REVIEW – Guardians of the Galaxy: Space Camp
Many thanks to zombie_fatigue for writing up this review of Marvel’s latest exercise in mediocrity (I say sight unseen). Cheers mate.
On the surface, “Guardians of the Galaxy” is a shiny lunchbox of a movie: a cosmic collage of whiz bang spaceship battles, hot ass-kicking alien chicks, and anthropomorphic sidekicks, even if its insides smell of sour milk, fruit roll-ups, and stale bologna. How appetizing you ultimately find it will depend on how much you can stomach the processed diet of your youth. I personally enjoyed it as comfort food, but not nearly as much as I would have as a kid. It’s like a Twinkie, only with a shorter shelf life.
Aside from some quirky elements (talking raccoon, Tarantino-approved playlist, etc.) “Guardians” is not as distinguishable from its Marvel predecessors as it wants you to think it is (or as some over-enthusiastic bloggers actually seem to think it is). Like previous entries, it’s colorful, sporadically entertaining, and expensive-looking. But it also suffers from the same plodding exposition that drags down some of the lesser Marvel movies, delivered via silly/convoluted dialogue that sounds like Scientology refrigerator magnet poetry to my comic book-ignorant ears. At one point, goofball hero Peter Quill (aka Starlord) refers to the object that he is pursuing as a MacGuffin (“I’m getting a Maltese Falcon/Ark of the Covenant vibe from this thing,” he quips oh-so post-modernly), but that’s wishful thinking on co-writer/director James Gunn’s part. The sought after “infinity stone” is given plenty of narrative explanation and is pretty much the entire reason for the film’s plot. The stone may be of little importance to Gunn, but good luck trying getting that one past his corporate masters at Marvel. Too bad Gunn couldn’t get really subversive and have Quill refer to the stone as “Ovaltine.”
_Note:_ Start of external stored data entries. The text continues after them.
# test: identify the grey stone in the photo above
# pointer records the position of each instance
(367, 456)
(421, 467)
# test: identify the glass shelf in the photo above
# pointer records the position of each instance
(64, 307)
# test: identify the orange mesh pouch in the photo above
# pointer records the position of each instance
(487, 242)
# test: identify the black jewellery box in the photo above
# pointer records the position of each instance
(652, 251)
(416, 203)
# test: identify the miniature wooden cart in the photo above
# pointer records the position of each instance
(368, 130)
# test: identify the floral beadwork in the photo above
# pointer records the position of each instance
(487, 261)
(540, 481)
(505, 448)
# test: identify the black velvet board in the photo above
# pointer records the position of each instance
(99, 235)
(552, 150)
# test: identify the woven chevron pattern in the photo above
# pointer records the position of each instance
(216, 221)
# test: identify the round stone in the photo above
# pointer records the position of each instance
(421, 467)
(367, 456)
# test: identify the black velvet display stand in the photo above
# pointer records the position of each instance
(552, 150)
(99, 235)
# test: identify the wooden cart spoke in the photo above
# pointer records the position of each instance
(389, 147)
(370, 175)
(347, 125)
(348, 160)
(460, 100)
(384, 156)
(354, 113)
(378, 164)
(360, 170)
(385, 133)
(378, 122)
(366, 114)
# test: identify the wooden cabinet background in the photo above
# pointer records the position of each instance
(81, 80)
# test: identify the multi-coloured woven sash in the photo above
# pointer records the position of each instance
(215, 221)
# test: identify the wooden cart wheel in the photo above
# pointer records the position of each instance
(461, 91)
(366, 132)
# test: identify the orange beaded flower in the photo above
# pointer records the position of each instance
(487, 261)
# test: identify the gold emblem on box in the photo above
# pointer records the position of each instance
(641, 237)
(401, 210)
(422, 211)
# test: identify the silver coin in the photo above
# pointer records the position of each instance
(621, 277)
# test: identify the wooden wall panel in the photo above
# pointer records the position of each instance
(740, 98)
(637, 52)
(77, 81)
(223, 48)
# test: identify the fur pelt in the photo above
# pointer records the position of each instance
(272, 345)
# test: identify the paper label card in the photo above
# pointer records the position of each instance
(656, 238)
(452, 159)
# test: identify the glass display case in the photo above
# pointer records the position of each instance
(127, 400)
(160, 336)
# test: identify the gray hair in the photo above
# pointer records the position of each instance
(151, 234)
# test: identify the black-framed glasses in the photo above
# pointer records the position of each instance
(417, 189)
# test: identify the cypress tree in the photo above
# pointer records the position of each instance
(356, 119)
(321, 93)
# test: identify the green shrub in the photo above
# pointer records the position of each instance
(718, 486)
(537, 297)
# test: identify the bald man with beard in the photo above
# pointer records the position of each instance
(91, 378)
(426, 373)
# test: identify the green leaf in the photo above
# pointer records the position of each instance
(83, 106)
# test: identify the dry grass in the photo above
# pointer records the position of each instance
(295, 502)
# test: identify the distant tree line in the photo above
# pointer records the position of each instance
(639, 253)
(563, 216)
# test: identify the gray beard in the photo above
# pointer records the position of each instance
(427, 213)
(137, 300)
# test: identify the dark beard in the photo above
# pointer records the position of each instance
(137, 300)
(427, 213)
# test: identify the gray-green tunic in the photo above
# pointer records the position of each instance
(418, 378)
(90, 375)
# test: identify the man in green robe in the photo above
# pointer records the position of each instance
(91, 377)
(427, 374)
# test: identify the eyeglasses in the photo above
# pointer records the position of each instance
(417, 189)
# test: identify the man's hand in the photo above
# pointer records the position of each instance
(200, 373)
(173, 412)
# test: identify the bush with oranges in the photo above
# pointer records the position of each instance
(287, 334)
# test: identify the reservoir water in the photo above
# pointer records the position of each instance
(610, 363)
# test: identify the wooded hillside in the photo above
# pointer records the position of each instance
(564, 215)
Despite being hamstrung by the obligatory connect-the-dots Marvel-verse business (all things will be explained in 2042!), Gunn and company deliver a fun piece of escapist fantasy. Bradley Cooper does good voice work as the aforementioned raccoon, and Vin Diesel makes the most of his repeated three lines (“I am Groot!”) as a tree dude. Zoe Saldana injects some life into the now stock Ass-Kicking Girl with a Heart of Gold (a cliché which has replaced the Hooker with a Heart of Gold male screenwriter invention for the geek set). Dave Batista (whose natural charm but limited range makes me assume he is a pro wrestler…yup) has some good moments as the group’s muscle. Star Chris Pratt is fortunate to be supported by a more colorful ensemble, because he’s honestly no movie star. Like Sean William Scott a decade ago, Pratt’s wattage doesn’t seem quite bright enough to illuminate a big movie of this size and scope. He seems less like a heroic fanboy surrogate than an actual fanboy: kind of like the guy in the comic shop who is a little more charming and better looking than the other guys and benefits by comparison.
In many ways, Pratt’s Everygeek persona supports “Guardians” working as narcissistic fanboy identification writ large. If “Star Wars” invited us all to be kids again, “Guardians” says it’s ok to be kids now and foreva. After all, not only does Heroguy get the girl and save the universe, he is a child of the 80s (just like YOU, coveted demographic!) and gets to act as ambassador to all things Reagan era, like sharing his awesomely arcane knowledge of “Footloose.” This isn’t fanboy wish-fulfillment. It’s validation. Children of Spielberg, your coronation has arrived. You may still be a slacker, McFly, but it looks like that misspent youth is paying off after all. In the movies, at least.